The Hidden Costs Behind This Property
So with the barbecue okay, my client and I talked about the washer-dryer and termite damage, determining that he'd be willing to trade these off for the location. The washer-dryer issue was sticking under his craw (since it's more energy-conscious to run these appliances later at night, plus it's a freedom of use issue), but we decided to take another step forward.
Going beyond the emotional cost of these irritations, I asked the agent about any water damage, and he seemed a little startled, but to his credit he knew this background information from years back and answered openly and honestly. There had been some leakage but it was corrected almost half a decade ago. This information wasn't in the disclosure packet and the issue probably wouldn't have surfaced again, but it was good to know.
That look of deferred maintenance in the building led me to read the HOA finances very closely. The HOA dues each month were lower than market and the two didn't add up well. In fact, individual units were responsible for maintaining portions of the front porch as well as the enclosed patio, which indicated they hadn't contracted a management company (as confirmed in the docs).
There are people who like this arrangement because it gives them more control over their costs and what they can do with the property. But my concern was two-fold.
First, there were the number of special assessments that would be (and had been) required if more services were needed or something unexpected happened. This technically increases the price of the property without adding value. (Many people dislike paying extra for something that should have been there to begin with.)
Second, my client had a high-stress job and wanted something more plug-and-play. This property looked like it would need close involvement at the HOA-level by every owner, in addition to the fixes required for termite damage.
Since there was no HOA reserve fund and the reserve study hadn't been completed, it wouldn't be surprising to see special assessments or an increase in the monthly HOA dues significantly raise the total cost of ownership (TCO) for this property.
I emailed the HOA president about this and another issue I knew my client would have. He's considering moving out of the country in a few years but would like to keep the home he buys as an investment. The HOA docs mentioned restrictions on this which I won't go into. But suffice it to say, getting clarification would definitely impact my client's decision.
This Wasn't the Perfect House... For Him
Well, we got our answers and while this may still be the perfect house, it's just not the one for this client. Sometimes the best choice you make is to pass on what only looks like the perfect house for you.
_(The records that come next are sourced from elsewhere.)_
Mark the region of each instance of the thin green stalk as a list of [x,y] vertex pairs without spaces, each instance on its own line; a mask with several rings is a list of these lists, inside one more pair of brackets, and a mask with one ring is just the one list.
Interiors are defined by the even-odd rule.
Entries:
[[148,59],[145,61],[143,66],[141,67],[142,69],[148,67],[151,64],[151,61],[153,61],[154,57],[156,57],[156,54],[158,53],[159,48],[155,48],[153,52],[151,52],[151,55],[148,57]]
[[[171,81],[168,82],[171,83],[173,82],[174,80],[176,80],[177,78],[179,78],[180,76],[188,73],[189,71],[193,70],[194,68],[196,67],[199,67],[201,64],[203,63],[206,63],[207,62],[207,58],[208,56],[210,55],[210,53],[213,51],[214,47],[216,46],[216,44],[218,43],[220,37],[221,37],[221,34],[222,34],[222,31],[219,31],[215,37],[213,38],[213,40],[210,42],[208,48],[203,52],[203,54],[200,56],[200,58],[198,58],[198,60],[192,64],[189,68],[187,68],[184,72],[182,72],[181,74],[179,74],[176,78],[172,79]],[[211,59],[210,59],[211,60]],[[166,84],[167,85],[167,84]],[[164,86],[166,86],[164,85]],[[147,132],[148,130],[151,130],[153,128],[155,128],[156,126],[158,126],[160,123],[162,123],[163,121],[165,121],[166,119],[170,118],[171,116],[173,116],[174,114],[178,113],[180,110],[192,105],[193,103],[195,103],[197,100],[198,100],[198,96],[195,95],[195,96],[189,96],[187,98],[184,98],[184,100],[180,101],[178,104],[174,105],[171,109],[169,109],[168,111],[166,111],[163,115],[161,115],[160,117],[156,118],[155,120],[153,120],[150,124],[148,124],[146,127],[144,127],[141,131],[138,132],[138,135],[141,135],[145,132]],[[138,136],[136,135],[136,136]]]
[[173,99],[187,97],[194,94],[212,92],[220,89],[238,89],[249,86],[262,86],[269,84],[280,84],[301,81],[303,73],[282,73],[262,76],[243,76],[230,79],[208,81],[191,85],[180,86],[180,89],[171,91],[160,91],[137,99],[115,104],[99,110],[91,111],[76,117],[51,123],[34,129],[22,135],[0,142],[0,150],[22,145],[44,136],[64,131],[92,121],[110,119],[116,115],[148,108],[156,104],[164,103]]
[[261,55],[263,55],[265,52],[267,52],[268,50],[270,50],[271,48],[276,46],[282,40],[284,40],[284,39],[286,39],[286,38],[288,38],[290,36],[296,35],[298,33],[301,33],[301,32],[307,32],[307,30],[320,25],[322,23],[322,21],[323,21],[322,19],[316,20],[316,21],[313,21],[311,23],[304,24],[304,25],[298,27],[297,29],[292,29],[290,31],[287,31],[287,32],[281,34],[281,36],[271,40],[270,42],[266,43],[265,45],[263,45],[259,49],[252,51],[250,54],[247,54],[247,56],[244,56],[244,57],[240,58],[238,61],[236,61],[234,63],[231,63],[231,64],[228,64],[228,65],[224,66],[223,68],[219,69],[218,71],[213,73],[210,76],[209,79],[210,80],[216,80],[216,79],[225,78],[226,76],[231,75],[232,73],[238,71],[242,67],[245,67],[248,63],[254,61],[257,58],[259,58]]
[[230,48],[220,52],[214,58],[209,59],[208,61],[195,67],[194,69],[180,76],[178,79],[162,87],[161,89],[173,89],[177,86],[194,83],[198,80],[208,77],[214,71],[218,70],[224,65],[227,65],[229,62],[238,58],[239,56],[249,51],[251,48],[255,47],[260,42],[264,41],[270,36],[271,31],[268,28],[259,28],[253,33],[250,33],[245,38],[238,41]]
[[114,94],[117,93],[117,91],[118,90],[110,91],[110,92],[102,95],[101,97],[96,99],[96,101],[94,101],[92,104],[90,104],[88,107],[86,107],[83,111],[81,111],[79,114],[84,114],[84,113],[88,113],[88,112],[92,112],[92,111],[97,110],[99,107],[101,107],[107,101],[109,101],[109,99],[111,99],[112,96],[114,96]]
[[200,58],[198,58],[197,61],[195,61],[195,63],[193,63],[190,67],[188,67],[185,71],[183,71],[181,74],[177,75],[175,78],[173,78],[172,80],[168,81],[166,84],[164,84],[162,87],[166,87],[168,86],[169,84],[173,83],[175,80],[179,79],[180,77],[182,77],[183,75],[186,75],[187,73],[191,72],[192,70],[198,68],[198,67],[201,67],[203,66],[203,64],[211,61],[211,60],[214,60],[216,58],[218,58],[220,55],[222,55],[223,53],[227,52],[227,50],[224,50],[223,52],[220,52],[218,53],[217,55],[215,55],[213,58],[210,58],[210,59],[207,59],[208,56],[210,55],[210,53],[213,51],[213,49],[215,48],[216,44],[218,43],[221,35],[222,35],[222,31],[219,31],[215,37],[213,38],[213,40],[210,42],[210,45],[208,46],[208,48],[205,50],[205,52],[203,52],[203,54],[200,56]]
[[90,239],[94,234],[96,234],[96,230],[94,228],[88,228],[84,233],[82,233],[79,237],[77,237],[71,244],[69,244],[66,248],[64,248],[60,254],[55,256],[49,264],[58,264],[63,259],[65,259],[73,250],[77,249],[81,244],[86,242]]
The fact is, the trade-offs this client wasn't willing to make could have been perfectly acceptable to another. But my job is to assess the right price my client is willing to pay based on how well it meets his needs, and not just base it on the asking price. After all, the buyer sets the asking price and there are five reasons why many owners overprice their homes.
We literally had this conversation. He said, "If I make an offer on this house, we should make it to win." To which I said, "Just because 50 other people [ed. I didn't use that word] could be willing to pay $100,000 over asking price doesn't mean you should feel obligated to beat them. This isn't about them."
There would be properties justifiably in high demand and we would go out and make aggressive offers, but because this one didn't meet his intrinsic requirements, there was no reason to overpay.